Mobilität im Wandel

Auch wenn Berlin sich zu einer smarten Stadt entwickelt, leben wir aktuell doch in der Infrastruktur des letzten Jahrtausends. ÖPNV, Fahrräder und Autostraßen kennen wir alle. Wird sich dies bald ändern? Und was werden die Triebfedern dieses Wandels sein?

Foto von einfahrender S-Bahn in den Hauptbahnhof in Berlin © Fotolia | Tobias Arhelger

Die sich abzeichnenden Megatrends kann man mit den Schlagworten Urbanisierung, Digitalisierung und Dekarbonisierung umreißen. Der Zuzug von Menschen in immer größere, stark verdichtete Städte ist eine große Herausforderung.

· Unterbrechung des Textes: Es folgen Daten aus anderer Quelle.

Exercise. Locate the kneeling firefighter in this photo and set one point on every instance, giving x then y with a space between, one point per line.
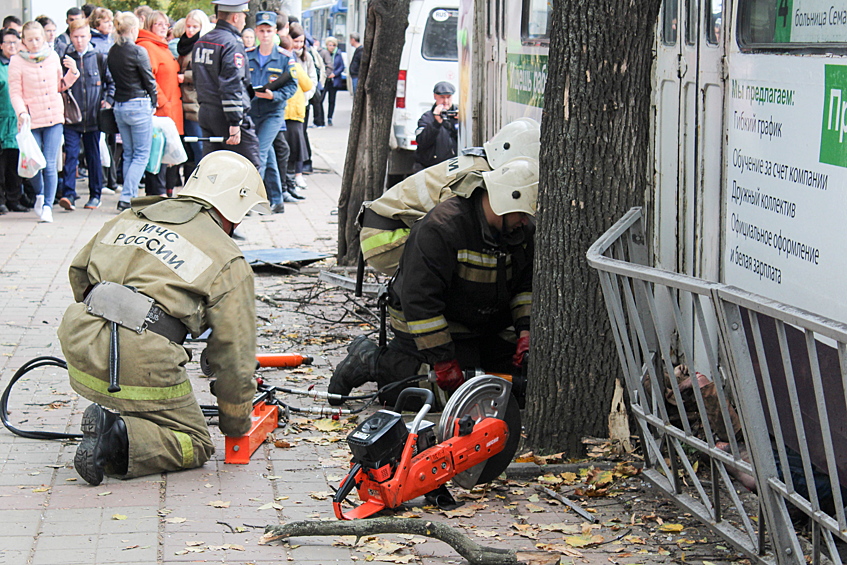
156 272
462 294
387 220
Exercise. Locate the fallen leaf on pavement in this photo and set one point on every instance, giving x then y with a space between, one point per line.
559 548
583 540
327 425
466 511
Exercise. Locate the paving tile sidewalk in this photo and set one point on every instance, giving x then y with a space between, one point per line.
214 514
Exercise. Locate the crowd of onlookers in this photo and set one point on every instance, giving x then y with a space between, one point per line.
88 96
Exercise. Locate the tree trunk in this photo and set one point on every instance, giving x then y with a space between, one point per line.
595 144
370 124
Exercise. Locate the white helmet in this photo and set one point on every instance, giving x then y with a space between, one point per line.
229 182
521 138
513 187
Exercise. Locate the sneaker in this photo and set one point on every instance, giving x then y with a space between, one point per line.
104 447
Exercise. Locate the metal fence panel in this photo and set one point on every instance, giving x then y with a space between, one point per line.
753 389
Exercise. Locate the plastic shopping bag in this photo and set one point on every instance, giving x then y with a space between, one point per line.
157 149
174 153
30 159
105 156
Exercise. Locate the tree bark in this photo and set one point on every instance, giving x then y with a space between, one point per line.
465 546
594 138
370 123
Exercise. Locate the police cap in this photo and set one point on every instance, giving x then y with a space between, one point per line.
266 18
444 87
232 6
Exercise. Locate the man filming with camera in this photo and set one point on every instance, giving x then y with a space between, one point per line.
438 129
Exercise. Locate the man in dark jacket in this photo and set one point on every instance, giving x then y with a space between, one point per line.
222 79
93 90
355 61
465 278
437 135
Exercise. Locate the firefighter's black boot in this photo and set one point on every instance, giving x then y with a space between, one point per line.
355 370
104 447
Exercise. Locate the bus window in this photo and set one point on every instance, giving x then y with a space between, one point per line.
439 41
536 19
670 14
714 22
691 22
787 24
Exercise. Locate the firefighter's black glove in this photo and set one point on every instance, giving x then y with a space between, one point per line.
519 358
449 375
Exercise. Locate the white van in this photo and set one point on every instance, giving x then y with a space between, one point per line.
430 55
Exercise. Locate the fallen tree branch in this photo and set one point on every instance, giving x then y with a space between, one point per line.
475 554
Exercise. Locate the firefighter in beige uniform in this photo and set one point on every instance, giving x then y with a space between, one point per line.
387 221
162 269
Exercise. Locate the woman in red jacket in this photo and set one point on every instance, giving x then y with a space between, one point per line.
165 70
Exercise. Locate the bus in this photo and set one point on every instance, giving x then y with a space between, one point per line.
325 18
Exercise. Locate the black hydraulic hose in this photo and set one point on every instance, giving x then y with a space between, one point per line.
30 365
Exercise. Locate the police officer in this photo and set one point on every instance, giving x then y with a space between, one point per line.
222 79
462 294
154 273
437 135
387 220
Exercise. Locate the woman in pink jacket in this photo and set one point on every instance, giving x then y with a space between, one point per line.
35 81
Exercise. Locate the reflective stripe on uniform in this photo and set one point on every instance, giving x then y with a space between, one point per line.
477 259
187 448
384 238
129 392
433 340
521 305
428 325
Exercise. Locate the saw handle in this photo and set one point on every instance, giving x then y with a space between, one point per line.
411 392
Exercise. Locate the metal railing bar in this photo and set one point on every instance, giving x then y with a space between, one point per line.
692 474
645 351
799 427
826 431
833 329
717 376
764 368
723 528
736 500
665 348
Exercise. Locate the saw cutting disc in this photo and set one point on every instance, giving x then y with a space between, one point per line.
481 397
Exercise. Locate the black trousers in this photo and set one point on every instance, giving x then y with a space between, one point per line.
214 124
401 359
317 103
329 92
10 182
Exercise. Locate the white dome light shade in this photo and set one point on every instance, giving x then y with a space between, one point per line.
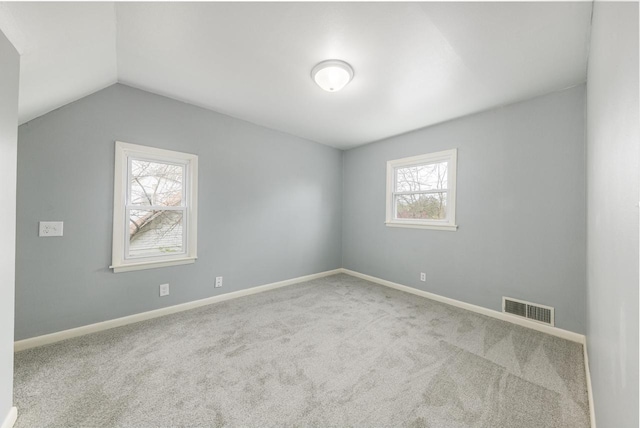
332 75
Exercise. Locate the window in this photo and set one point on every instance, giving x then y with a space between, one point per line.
421 191
154 208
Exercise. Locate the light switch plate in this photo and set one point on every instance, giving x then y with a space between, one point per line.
50 228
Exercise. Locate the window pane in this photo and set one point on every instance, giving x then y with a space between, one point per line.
430 206
421 177
155 233
156 183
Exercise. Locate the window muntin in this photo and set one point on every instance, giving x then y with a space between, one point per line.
421 191
155 208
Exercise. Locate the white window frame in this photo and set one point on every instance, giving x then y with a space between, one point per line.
125 152
449 223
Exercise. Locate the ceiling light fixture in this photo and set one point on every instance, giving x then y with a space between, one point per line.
332 75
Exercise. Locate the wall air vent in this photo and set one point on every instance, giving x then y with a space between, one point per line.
532 311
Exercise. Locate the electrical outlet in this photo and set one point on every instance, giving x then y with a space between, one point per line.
50 228
164 290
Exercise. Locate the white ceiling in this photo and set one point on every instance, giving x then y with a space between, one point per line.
415 64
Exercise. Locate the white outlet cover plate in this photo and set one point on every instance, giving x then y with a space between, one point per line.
50 228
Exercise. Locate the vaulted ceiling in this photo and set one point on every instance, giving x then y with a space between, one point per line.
416 64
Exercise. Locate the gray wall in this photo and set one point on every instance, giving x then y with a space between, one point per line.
269 208
9 72
613 136
520 209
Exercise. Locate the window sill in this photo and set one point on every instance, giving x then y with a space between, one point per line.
448 227
151 265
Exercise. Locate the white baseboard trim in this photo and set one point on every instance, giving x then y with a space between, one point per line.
11 418
47 339
592 409
554 331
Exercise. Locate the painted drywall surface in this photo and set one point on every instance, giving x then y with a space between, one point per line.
269 208
9 78
613 137
520 209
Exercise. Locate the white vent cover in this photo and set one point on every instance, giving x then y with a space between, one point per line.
538 313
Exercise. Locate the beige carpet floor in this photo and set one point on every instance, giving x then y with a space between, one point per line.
333 352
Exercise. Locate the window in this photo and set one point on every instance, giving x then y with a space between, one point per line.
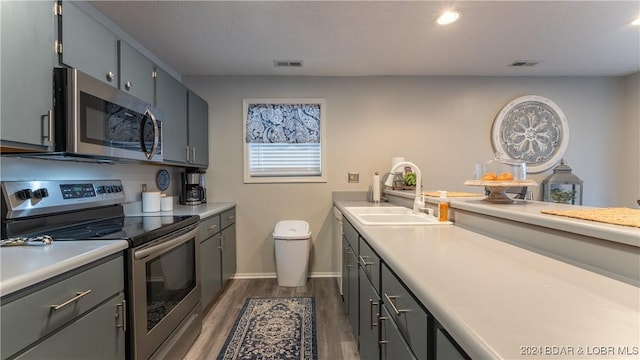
284 140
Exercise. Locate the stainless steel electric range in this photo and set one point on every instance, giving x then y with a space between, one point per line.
162 284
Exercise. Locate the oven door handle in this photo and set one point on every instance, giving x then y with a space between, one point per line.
163 246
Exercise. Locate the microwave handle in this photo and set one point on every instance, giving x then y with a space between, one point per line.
156 135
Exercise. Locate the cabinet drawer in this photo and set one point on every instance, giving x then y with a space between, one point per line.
94 336
209 227
370 263
228 217
407 313
351 234
31 317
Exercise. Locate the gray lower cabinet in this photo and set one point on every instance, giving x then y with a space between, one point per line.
392 344
228 246
346 266
217 253
354 295
137 73
198 128
77 315
369 279
91 337
87 45
411 320
446 349
369 312
171 100
210 259
386 319
26 66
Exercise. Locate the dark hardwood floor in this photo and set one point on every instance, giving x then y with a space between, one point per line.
334 338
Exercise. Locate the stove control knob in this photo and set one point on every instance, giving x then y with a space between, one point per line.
24 194
41 193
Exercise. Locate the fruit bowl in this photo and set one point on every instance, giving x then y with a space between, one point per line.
498 189
498 176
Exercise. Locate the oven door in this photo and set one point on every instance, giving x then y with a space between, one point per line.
164 288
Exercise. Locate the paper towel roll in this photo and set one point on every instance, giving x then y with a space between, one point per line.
151 201
166 203
376 188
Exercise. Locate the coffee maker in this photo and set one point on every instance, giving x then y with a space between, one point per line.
192 189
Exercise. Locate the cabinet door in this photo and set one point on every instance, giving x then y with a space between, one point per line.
411 319
97 335
171 100
198 116
228 253
136 73
393 346
27 59
346 266
354 303
210 269
369 310
87 45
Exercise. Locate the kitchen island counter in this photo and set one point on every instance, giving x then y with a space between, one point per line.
501 301
23 266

Intelligente Mobilität ist entscheidend, damit Städte attraktiv und lebenswert bleiben. Die Vision ist, sich problemlos fortbewegen zu können, ohne Lärmbelästigung, jederzeit, sicher, ohne Stau und schädliche Abgase.

„Wir stecken mit den Beinen noch im 20 Jahrhundert, mit dem Kopf aber schon im Morgen.“

Auch die Frage nach dem öffentlichen Raum und wie er in Zukunft genutzt werden soll, ist unheimlich wichtig. In Berlin können wir Lösungen finden. Berlin eignet sich aufgrund seines Metropolencharakters als Test- und Experimentierfeld für die Entwicklung von innovativen, nachhaltigen Konzepten, die dann auch auf größere, globale Megacities übertragen werden können. Einen entscheidenden Beitrag werden neue Technologien leisten. Wir stecken mitten in der digitalen Revolution, die auch die Mobilität komplett umkrempeln wird.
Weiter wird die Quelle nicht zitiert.